My sister, running upstairs, unable to cope with what I was doing to myself. My mother crying, my father shouting, asking me if I wanted to die. I just sat through it all. It killed me to see what I was doing to my family but I couldn’t stop. I didn’t think that I deserved to stop.
By this time, it was June. Time for my final A-level exams. Somehow, I made it through, determined not to let my 14 years of school go to waste. From the day I finished, I deteriorated rapidly. Each day, eating less and less, becoming more and more deceitful.
Rules increasing day by day, becoming more and more restrictive: never eat more than 500 calories a day never eat anything that you haven’t weighed, never enjoy food. That summer, we had a family holiday abroad planned, but I wasn’t allowed to fly. At home, I couldn’t sleep. My heart rate so low, my body scared I wouldn’t wake up.
My 15-year-old sister had to give me a piggy-back because I couldn’t walk up a hill. I couldn’t think straight. I knew that I couldn’t live like this, but I couldn’t eat. I couldn’t gain weight. Because that would mean losing control.
And that was the strongest rule of all, the one presiding over all the others: never lose control. After one of my weekly appointments, I was admitted, voluntarily, as an inpatient to Leicester Eating Disorders Unit. I was so confused: What had I done? I didn’t want to be there, but I knew that I needed help. I’d spend my nights lying in bed, watching Food Network, gazing at all the beautiful food that I was depriving myself of.
Food One of my favorite things. Of course, I couldn’t admit that, not to anybody. Because anorexics hate food, right? No deep, deep down, most anorexics love food. They’re just depriving themselves of something they love as a punishment.
Over my five-month stay on the anorexia ward, I experienced things that not many 18 year olds would: I heard screams as a girl had a feeding tube reinserted for the fourth time that day; unable to leave my room during ward lock-downs when somebody on section tried to escape. Of course, it wasn’t all like that. I made some amazing friends. For the first time, you’re with people who understand exactly what you’re going through.
We had so many good times: evenings watching movies, doing face masks, laughing, and joking. I felt normal, albeit in an abnormal situation. I progressed through the program, every day challenging the rules I’d made to keep myself safe. For every one I broke, another sprung up. Anorexia is a very competitive illness, and being surrounded by other anorexics gives you ideas.
You pick up their habits and their rules, too. But I did it; I restored my weight. I broke my rules. I ripped up my rule book. Anorexia was a chapter in my life, but it wasn’t the whole book.
I was discharged, went to university after my gap year, and all was good; for about a month. This story isn’t linear, and the journey from anorexia to recovery is rarely linear. I relapsed. My weight deteriorated again, albeit not as fast as the first time as I was eating one or two meals a day. It turns out my rule book was still intact.
Walking to and from lectures became difficult. Five-hour labs were unbearable. I was going in and dealing with dangerous chemicals, having not eaten for almost 24 hours. How I didn’t harm myself or somebody else, I have no idea I struggled through my first year of university, plastering on my fake smile and pretending everything was fine.

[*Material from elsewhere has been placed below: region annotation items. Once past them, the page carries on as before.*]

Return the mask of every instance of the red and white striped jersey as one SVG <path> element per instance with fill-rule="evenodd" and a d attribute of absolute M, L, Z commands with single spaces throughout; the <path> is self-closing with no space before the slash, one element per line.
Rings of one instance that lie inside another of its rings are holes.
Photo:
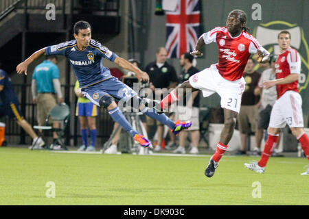
<path fill-rule="evenodd" d="M 205 44 L 217 43 L 219 60 L 216 66 L 227 80 L 236 81 L 242 77 L 251 53 L 260 50 L 263 55 L 269 54 L 257 39 L 244 31 L 239 36 L 232 37 L 226 27 L 218 27 L 202 36 Z"/>
<path fill-rule="evenodd" d="M 297 51 L 292 48 L 279 54 L 275 65 L 276 79 L 284 78 L 291 73 L 300 74 L 301 60 Z M 298 92 L 298 80 L 290 83 L 279 84 L 277 87 L 277 99 L 286 91 L 293 90 Z"/>

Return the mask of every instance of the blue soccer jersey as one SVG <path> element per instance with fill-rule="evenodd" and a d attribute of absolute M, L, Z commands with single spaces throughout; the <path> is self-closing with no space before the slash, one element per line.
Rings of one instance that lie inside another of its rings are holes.
<path fill-rule="evenodd" d="M 101 43 L 91 40 L 84 51 L 76 47 L 76 40 L 71 40 L 45 48 L 47 55 L 65 55 L 71 63 L 80 88 L 85 88 L 113 77 L 108 68 L 102 64 L 105 58 L 114 62 L 117 55 Z"/>

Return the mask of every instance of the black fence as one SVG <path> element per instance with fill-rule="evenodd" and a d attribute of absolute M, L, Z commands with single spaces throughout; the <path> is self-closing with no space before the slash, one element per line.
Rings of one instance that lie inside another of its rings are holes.
<path fill-rule="evenodd" d="M 36 105 L 32 103 L 32 93 L 30 84 L 13 84 L 14 90 L 19 99 L 21 99 L 23 89 L 26 89 L 26 104 L 25 104 L 25 115 L 23 115 L 25 119 L 32 125 L 37 125 L 36 122 Z M 69 103 L 66 103 L 71 109 L 70 123 L 69 127 L 65 134 L 66 144 L 70 146 L 79 146 L 82 144 L 80 136 L 80 128 L 78 118 L 75 116 L 77 97 L 73 91 L 73 86 L 62 86 L 62 91 L 65 88 L 69 87 L 70 90 Z M 62 92 L 63 93 L 63 92 Z M 21 106 L 19 107 L 21 109 Z M 107 113 L 106 110 L 103 108 L 98 109 L 99 115 L 97 117 L 96 125 L 98 129 L 98 138 L 96 142 L 96 147 L 100 148 L 103 146 L 103 144 L 108 139 L 113 127 L 113 121 Z M 16 123 L 16 120 L 11 119 L 8 117 L 0 118 L 0 121 L 5 123 L 5 140 L 10 144 L 21 144 L 21 136 L 23 131 Z M 26 144 L 32 144 L 32 139 L 26 134 Z M 52 143 L 52 133 L 47 138 L 47 143 Z"/>
<path fill-rule="evenodd" d="M 0 21 L 15 9 L 45 10 L 48 4 L 54 5 L 63 14 L 100 12 L 101 15 L 119 16 L 120 8 L 119 0 L 1 0 Z"/>

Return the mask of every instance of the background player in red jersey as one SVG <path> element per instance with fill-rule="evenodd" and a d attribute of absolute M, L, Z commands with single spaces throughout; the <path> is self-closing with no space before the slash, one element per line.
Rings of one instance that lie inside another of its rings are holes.
<path fill-rule="evenodd" d="M 218 27 L 203 34 L 198 39 L 192 55 L 201 56 L 200 49 L 205 44 L 216 42 L 219 50 L 218 63 L 192 75 L 173 90 L 160 104 L 160 110 L 166 109 L 185 95 L 187 88 L 192 92 L 202 90 L 205 97 L 217 92 L 221 97 L 224 110 L 225 126 L 215 154 L 210 158 L 205 175 L 211 177 L 218 162 L 227 149 L 236 117 L 240 108 L 242 94 L 244 90 L 242 77 L 244 67 L 251 53 L 255 53 L 258 62 L 268 62 L 269 53 L 251 35 L 247 33 L 247 14 L 240 10 L 234 10 L 227 17 L 226 27 Z M 179 90 L 181 92 L 179 92 Z"/>
<path fill-rule="evenodd" d="M 244 164 L 247 168 L 260 173 L 264 172 L 269 157 L 277 145 L 280 129 L 286 124 L 301 143 L 309 159 L 309 138 L 303 129 L 302 100 L 297 89 L 301 57 L 297 51 L 290 47 L 290 34 L 288 31 L 282 31 L 278 34 L 278 44 L 280 53 L 275 66 L 276 79 L 263 83 L 265 89 L 273 86 L 277 88 L 277 99 L 271 111 L 268 137 L 260 161 Z M 309 175 L 309 168 L 301 175 Z"/>

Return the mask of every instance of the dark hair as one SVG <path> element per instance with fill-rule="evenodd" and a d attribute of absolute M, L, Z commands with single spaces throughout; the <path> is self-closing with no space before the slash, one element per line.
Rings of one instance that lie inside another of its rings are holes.
<path fill-rule="evenodd" d="M 280 36 L 280 34 L 288 34 L 288 36 L 290 36 L 290 34 L 289 31 L 288 31 L 287 30 L 283 30 L 280 33 L 279 33 L 278 34 L 278 39 L 279 39 L 279 36 Z"/>
<path fill-rule="evenodd" d="M 90 23 L 84 21 L 78 21 L 74 25 L 74 34 L 78 35 L 80 29 L 85 29 L 87 28 L 90 28 L 90 30 L 91 30 L 91 26 L 90 25 Z"/>
<path fill-rule="evenodd" d="M 255 61 L 254 60 L 254 59 L 253 59 L 252 57 L 249 57 L 249 58 L 248 59 L 248 60 L 251 60 L 252 62 L 253 62 L 253 64 L 255 63 Z"/>
<path fill-rule="evenodd" d="M 52 59 L 56 59 L 56 60 L 58 61 L 58 57 L 57 57 L 57 55 L 46 55 L 46 60 L 52 60 Z"/>
<path fill-rule="evenodd" d="M 231 11 L 230 12 L 230 14 L 232 12 L 239 14 L 239 15 L 240 15 L 239 21 L 240 21 L 241 24 L 243 24 L 244 23 L 247 23 L 247 14 L 245 12 L 244 12 L 243 10 L 240 10 L 240 9 L 236 9 L 236 10 L 233 10 L 233 11 Z M 242 27 L 242 29 L 245 32 L 248 32 L 249 31 L 250 31 L 250 28 L 249 28 L 246 26 Z"/>
<path fill-rule="evenodd" d="M 187 59 L 189 60 L 190 63 L 192 63 L 193 58 L 194 58 L 192 55 L 191 55 L 189 53 L 184 53 L 183 55 L 183 57 L 185 58 L 185 60 Z"/>

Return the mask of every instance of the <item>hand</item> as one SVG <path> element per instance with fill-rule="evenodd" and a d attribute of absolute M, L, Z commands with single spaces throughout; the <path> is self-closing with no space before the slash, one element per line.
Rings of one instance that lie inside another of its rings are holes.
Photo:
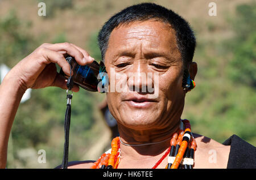
<path fill-rule="evenodd" d="M 6 76 L 15 78 L 19 87 L 25 91 L 49 86 L 67 89 L 67 80 L 56 71 L 55 66 L 55 63 L 58 64 L 65 74 L 70 75 L 70 66 L 64 56 L 65 54 L 73 57 L 80 65 L 89 64 L 94 61 L 85 50 L 72 44 L 46 43 L 20 61 Z M 75 84 L 72 91 L 77 92 L 79 87 Z"/>

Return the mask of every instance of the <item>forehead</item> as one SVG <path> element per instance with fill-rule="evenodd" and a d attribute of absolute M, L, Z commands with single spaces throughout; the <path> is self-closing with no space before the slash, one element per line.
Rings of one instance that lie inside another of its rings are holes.
<path fill-rule="evenodd" d="M 157 51 L 168 53 L 172 57 L 180 56 L 175 31 L 171 25 L 159 20 L 148 20 L 121 24 L 114 28 L 109 38 L 105 57 L 121 52 L 135 52 L 139 46 L 143 52 Z"/>

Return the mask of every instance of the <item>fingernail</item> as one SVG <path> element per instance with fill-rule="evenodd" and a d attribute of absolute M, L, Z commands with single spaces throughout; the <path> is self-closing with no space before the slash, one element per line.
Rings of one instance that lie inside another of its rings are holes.
<path fill-rule="evenodd" d="M 95 60 L 94 58 L 91 57 L 90 55 L 89 56 L 89 58 L 90 59 L 90 60 L 93 61 Z"/>

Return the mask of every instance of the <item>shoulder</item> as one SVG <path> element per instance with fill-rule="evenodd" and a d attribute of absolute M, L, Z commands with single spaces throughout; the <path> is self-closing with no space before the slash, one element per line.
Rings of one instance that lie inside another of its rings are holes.
<path fill-rule="evenodd" d="M 90 169 L 94 162 L 95 161 L 76 161 L 68 162 L 68 169 Z M 61 165 L 55 168 L 55 169 L 60 168 L 61 168 Z"/>
<path fill-rule="evenodd" d="M 227 168 L 230 145 L 225 145 L 203 135 L 193 134 L 197 144 L 195 168 Z"/>
<path fill-rule="evenodd" d="M 256 148 L 233 135 L 224 145 L 230 145 L 228 168 L 256 168 Z"/>

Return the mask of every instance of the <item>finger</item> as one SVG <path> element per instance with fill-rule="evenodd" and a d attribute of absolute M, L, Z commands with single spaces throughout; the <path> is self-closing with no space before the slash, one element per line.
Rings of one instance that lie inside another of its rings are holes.
<path fill-rule="evenodd" d="M 93 61 L 95 61 L 94 58 L 92 58 L 90 54 L 84 49 L 82 49 L 81 48 L 77 46 L 77 45 L 71 43 L 71 45 L 73 46 L 76 48 L 77 48 L 78 50 L 79 50 L 84 55 L 84 57 L 85 57 L 85 59 L 86 61 L 88 61 L 88 63 L 92 63 Z"/>
<path fill-rule="evenodd" d="M 68 87 L 67 86 L 67 80 L 63 76 L 61 75 L 59 73 L 57 73 L 56 76 L 55 77 L 55 79 L 53 81 L 51 86 L 55 86 L 59 88 L 61 88 L 63 89 L 68 89 Z M 79 87 L 74 84 L 72 91 L 75 92 L 79 91 Z"/>
<path fill-rule="evenodd" d="M 63 54 L 68 54 L 74 57 L 80 65 L 85 65 L 86 63 L 86 57 L 84 57 L 81 51 L 68 42 L 47 44 L 45 46 L 51 50 L 58 52 Z"/>
<path fill-rule="evenodd" d="M 70 76 L 70 65 L 66 61 L 66 59 L 65 59 L 63 54 L 49 50 L 47 48 L 43 48 L 43 53 L 45 59 L 47 61 L 46 63 L 49 63 L 53 62 L 58 64 L 58 65 L 62 68 L 63 72 L 68 76 Z M 71 75 L 73 75 L 73 71 L 72 70 Z"/>

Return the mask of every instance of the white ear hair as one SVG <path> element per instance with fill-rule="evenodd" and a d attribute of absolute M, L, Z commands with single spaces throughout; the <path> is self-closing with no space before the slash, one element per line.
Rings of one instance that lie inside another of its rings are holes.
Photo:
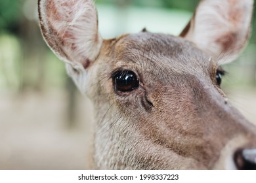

I made it though my exams, but then I had to move home. This stabilized my weight loss as I was being made to eat three meals a day, plus a snack, under the watchful eye of my family. Being at home and eating more meant I had to be much, much sneakier again. Crumbling biscuit down my dressing gown sleeves, pretending to have lunch, lying about what I had or hadn’t eaten I became a lying machine.
I hated lying to my family. They knew, though. They knew exactly what I was doing. Even as I deteriorated, I was adamant that I was going back to university. I was not taking another gap year.
I was not giving up .I met my psychiatrist a week before term started. He told me I couldn’t go back. I cried and shouted. I didn’t want to go back into hospital, but it was my only option.
I gave up on going back to university that year and accepted a bed. It took all my strength, but I had just taken the biggest step forward imaginable. This admission was so much harder than the first. I had a new desire to be the ‘perfect anorexic’. This thought kept me prisoner like no other.
It played on all my feelings of self-doubt, inadequacy, fraudulence, and worthlessness. My weight had plummeted to almost half of what it is today, but still, I wouldn’t eat. “Perfect” anorexics do not eat. I sat through meal after meal, nurses willing me to eat something, and I wouldn’t.
My blood sugar crashed. I was so dehydrated, the doctor couldn’t get blood from my veins for tests. It was only on the threat of being ‘sectioned’ that I began to eat again. I began my journey of my recovery for the second time. Yes, I had started eating again, but I was still clinging to my anorexia, clinging to the rules I’d made to keep myself safe. I believed that I was worthless, and that my life wasn’t worth living.